経済的に豊かで、綺麗な服を着ることができてということだけに「幸せ」の基準を置いているからこそ、「彼女は不幸」で「幸せかなんて聞いてはダメ」と思ってしまう。だからこそ、あえて聞いています。「いま、あなたの心のなかに変なモヤモヤがありませんでしたか?」という視聴者に対する問いかけにもなっているんです。
もちろんVTRの最後の最後で僕が聞いているところからわかるように、出会っていきなり聞くわけではなくて、時間を共に過ごして、いろんな想いを知ったうえで聞いている。唐突といえば唐突なんですが、失礼には当たらないように、いろいろ考えを巡らせています。

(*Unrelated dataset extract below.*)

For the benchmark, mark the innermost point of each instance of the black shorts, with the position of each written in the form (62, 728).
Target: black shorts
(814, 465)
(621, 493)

写真いっぱいのビジュアル本にもノウハウ本にもしたくなかった
ーー書籍は528ページと分厚く、中身もかなり濃いものとなっています。いつから書籍化を考え始めていたのでしょうか
もともと僕のなかでぼんやりとありました。いろんな国を回っている間、テレビで表現できないことがたくさんあると思っていたので。
1回目の放送の直後に朝日新聞出版の編集の方が声をかけてくださりました。当初、出版社としては写真をふんだんに使った、いわゆる番組本やビジュアル本に仕事術を伝えるノウハウ本の要素を加えたものを想定していたようです。でも僕は番組のことを全く知らない人でも楽しんでもらえるような、純粋な紀行文を書きたかった。というか、番組の補完だったらわざわざ本にするまでもないし、番組より面白くないものだったら出す意味がないとさえ思っていました。最初のゲラをお渡ししたときに編集の方はかなり驚いていました(笑)。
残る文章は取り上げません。